Eric Houston's engaging one-woman show gets an added lift from star Kimberly Stern.
Adele (Kimberly Stern) first makes herself known in 1990 when she emerges from the roof door of an Upper West Side Manhattan low-rise she's moved into with hubby Doogy Scabaglio. (Antje Ellermann designed the convincing brick-and-tar-paper locale; Myrna Colley-Lee designed Adele's shapeless sweater and equally shapeless house dress.) Describing Doogy as "the biggest jerk in high school, she explains he's late coming home and she's locked out of the apartment. To kill time, she tells her story to date, which includes background info about having only recently moved from Brooklyn where she works in her tyrannical father's butcher shop.
Returning at dawn six years later to what might be considered "a doll's roof" (in deference to the Henrik Ibsen-esque theme), Adele explains she hasn't slept all night. She is experiencing first-day terrors, because she's taken a wait-staff job at a fancy restaurant in order to support her four-year-old daughter, Sarah, now that the philandering Doogy has died in a truck accident under dubious circumstances She also needs friends,and finds one in Glenn, a gay restaurant manager who helped her land the job.
Adele's next rooftop appearance is in the summer of 2001, when she's bidding farewell to the building and neighborhood. She explains why, mentioning her rise up the eating-establishment ladder. She also reports an on-again-off-again romance with a patron named Scott Wolkowitz.

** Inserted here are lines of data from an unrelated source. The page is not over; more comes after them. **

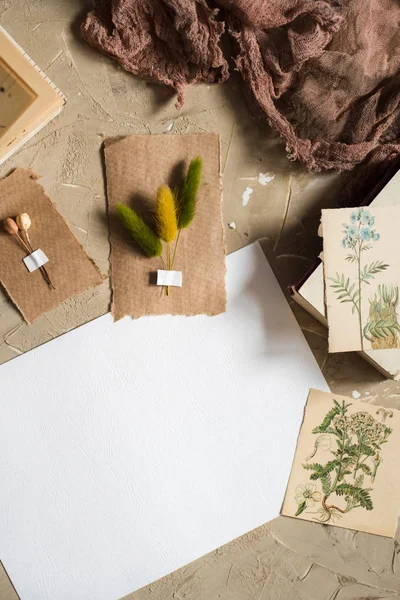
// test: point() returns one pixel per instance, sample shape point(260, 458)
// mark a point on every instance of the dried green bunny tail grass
point(186, 208)
point(145, 238)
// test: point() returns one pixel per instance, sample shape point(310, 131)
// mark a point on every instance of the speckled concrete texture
point(285, 559)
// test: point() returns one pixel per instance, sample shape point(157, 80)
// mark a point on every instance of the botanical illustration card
point(145, 174)
point(345, 470)
point(362, 277)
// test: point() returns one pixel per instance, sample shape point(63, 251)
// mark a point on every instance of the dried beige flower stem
point(11, 228)
point(24, 223)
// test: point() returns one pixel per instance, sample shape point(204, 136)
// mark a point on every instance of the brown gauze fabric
point(324, 73)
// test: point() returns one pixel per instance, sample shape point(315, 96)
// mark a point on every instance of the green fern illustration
point(382, 328)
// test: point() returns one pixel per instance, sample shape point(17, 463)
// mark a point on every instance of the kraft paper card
point(345, 471)
point(166, 442)
point(362, 277)
point(70, 269)
point(136, 166)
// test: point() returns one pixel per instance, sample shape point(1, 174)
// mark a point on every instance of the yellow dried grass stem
point(167, 225)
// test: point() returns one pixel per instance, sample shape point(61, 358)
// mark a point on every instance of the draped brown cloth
point(325, 74)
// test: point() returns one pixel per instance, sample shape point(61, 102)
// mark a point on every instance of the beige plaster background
point(285, 559)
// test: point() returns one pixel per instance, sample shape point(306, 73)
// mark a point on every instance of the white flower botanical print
point(354, 442)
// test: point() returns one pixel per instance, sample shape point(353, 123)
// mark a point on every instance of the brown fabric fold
point(324, 73)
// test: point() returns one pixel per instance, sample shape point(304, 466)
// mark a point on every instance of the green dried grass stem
point(186, 208)
point(141, 233)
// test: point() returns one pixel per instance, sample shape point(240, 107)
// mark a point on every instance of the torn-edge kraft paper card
point(135, 167)
point(362, 277)
point(345, 470)
point(69, 267)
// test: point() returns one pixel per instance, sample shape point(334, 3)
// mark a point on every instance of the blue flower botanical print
point(359, 236)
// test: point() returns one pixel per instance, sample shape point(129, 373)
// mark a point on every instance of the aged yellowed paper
point(345, 470)
point(362, 277)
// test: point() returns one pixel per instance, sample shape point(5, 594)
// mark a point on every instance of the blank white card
point(129, 449)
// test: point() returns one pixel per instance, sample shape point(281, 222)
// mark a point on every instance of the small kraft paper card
point(42, 264)
point(362, 277)
point(345, 470)
point(160, 265)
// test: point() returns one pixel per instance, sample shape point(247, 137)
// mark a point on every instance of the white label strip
point(35, 260)
point(173, 278)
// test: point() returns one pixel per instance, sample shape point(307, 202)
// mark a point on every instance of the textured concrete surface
point(285, 559)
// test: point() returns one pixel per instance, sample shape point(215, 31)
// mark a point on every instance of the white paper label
point(170, 278)
point(35, 260)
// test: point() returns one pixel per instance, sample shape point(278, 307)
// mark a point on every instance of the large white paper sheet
point(128, 450)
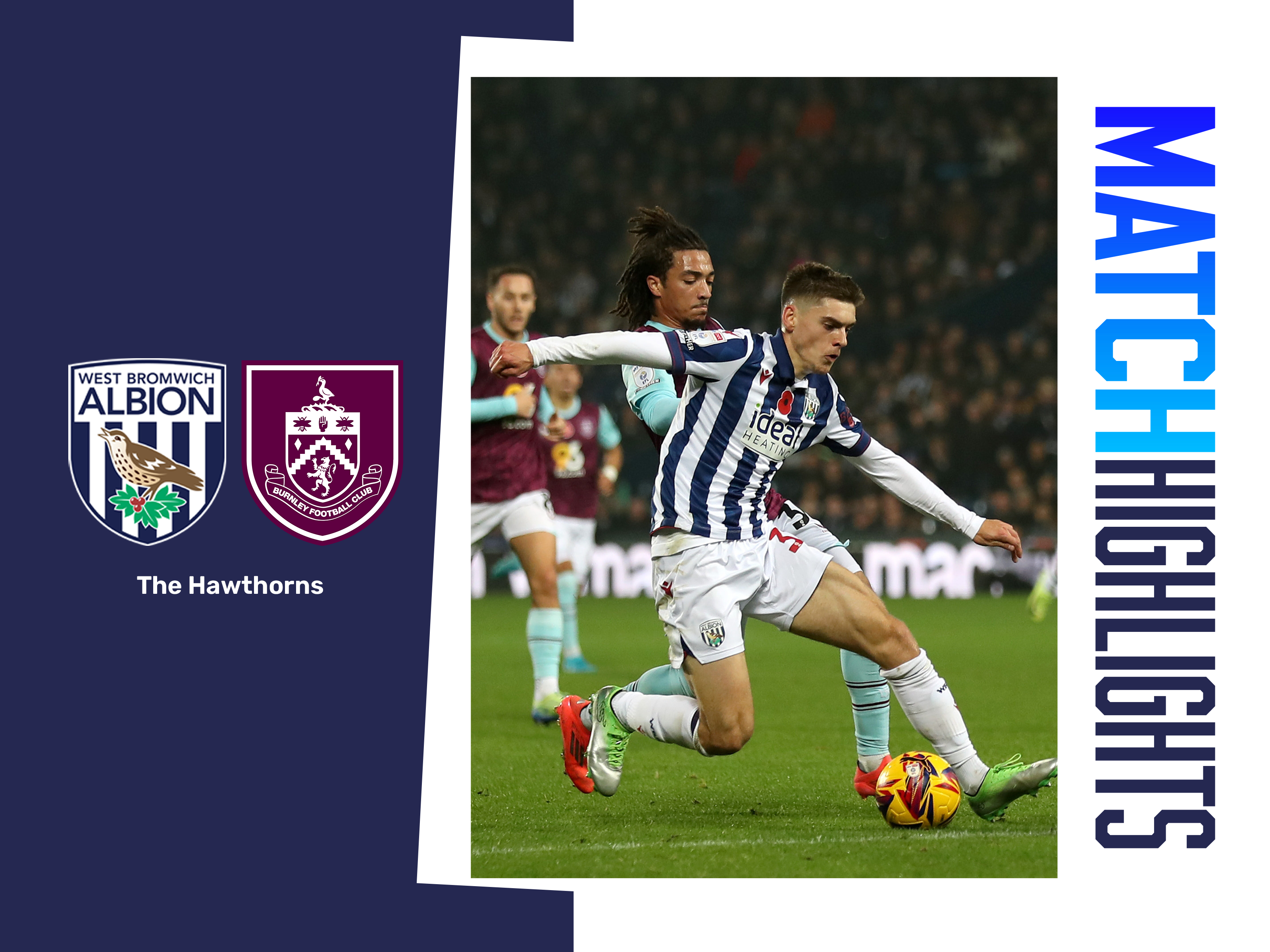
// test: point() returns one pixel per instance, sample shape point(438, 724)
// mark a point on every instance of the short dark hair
point(498, 271)
point(814, 281)
point(660, 238)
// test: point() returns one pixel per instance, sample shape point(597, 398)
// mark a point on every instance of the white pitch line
point(814, 842)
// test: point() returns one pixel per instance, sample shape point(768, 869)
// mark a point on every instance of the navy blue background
point(228, 183)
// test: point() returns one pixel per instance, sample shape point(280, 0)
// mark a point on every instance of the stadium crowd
point(938, 196)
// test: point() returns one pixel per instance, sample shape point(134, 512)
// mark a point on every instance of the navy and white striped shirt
point(742, 416)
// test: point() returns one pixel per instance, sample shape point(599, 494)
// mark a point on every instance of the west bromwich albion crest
point(340, 431)
point(146, 443)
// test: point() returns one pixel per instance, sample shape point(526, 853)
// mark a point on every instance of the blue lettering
point(1155, 329)
point(1161, 168)
point(1187, 226)
point(1202, 282)
point(90, 400)
point(1156, 839)
point(179, 407)
point(1159, 438)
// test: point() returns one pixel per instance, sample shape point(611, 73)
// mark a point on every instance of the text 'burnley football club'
point(322, 443)
point(146, 443)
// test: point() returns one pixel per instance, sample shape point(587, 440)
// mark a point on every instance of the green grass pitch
point(784, 805)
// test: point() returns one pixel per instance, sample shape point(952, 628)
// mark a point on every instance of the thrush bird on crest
point(145, 466)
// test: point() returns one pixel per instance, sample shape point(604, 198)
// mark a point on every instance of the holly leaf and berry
point(148, 512)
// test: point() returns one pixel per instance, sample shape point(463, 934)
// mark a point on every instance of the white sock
point(671, 719)
point(929, 705)
point(545, 686)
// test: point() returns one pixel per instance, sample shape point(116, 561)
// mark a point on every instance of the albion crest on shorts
point(146, 443)
point(713, 633)
point(322, 443)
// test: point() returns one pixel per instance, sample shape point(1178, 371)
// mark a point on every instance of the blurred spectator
point(937, 195)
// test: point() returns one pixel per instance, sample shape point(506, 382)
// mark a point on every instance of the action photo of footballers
point(704, 229)
point(667, 286)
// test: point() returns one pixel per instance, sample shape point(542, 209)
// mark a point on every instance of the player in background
point(1046, 591)
point(752, 401)
point(667, 286)
point(583, 460)
point(510, 479)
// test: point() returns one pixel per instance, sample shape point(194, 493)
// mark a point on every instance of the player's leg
point(870, 699)
point(700, 612)
point(573, 558)
point(845, 612)
point(530, 534)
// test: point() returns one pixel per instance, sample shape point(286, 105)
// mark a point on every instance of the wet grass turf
point(784, 805)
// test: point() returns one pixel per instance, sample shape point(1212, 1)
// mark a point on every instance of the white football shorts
point(576, 540)
point(705, 593)
point(520, 516)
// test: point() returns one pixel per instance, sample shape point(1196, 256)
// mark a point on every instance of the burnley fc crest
point(321, 443)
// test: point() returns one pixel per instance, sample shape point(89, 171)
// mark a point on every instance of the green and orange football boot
point(1009, 781)
point(576, 739)
point(867, 784)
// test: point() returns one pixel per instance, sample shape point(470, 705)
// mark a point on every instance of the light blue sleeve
point(486, 409)
point(609, 433)
point(493, 408)
point(545, 407)
point(651, 394)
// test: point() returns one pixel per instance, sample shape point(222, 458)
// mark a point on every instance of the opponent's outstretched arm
point(910, 486)
point(512, 359)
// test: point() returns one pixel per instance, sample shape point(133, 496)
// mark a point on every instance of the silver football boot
point(608, 748)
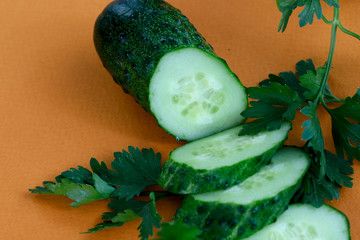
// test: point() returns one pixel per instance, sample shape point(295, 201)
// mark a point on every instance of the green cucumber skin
point(131, 36)
point(183, 179)
point(220, 221)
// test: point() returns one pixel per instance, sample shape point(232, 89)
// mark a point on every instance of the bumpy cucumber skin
point(180, 178)
point(226, 221)
point(131, 36)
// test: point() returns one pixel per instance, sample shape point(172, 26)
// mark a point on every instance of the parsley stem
point(348, 31)
point(325, 20)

Whereas serious literature challenges the reader or observer, everything "chick"-oriented is intended to be reassuring; and this is certainly true of Becoming Adele. Although the character encounters set-backs on her home and career path, things eventually come right as rain. Adele may not have the kind of Kirstie Alley weight loss that requires its own blog coverage, but she spiffs herself up admirably through both determination and lucky breaks. Adele's ascending spirits may be predictable, but Stern embodies them with spunk.
Often sounding like a teleconference among Tyne Daly, Tracey Ullman, and Ethel Merman, Stern has the right kind of grit, humor, and New York chutzpah to make Adele believable and sympathetic. Seemingly plain as the grey sweater she wears initially, Stern makes you nod your head in agreement when Adele encounters a woman on a subway who tells her, "You're so young and beautiful." In time, her Adele lives up to the adjective "becoming" as well as to the gerund. And Stern is certainly prepared for the paces director Victor Moag puts her through in accordance with the keep-'em-moving rules of solo shows.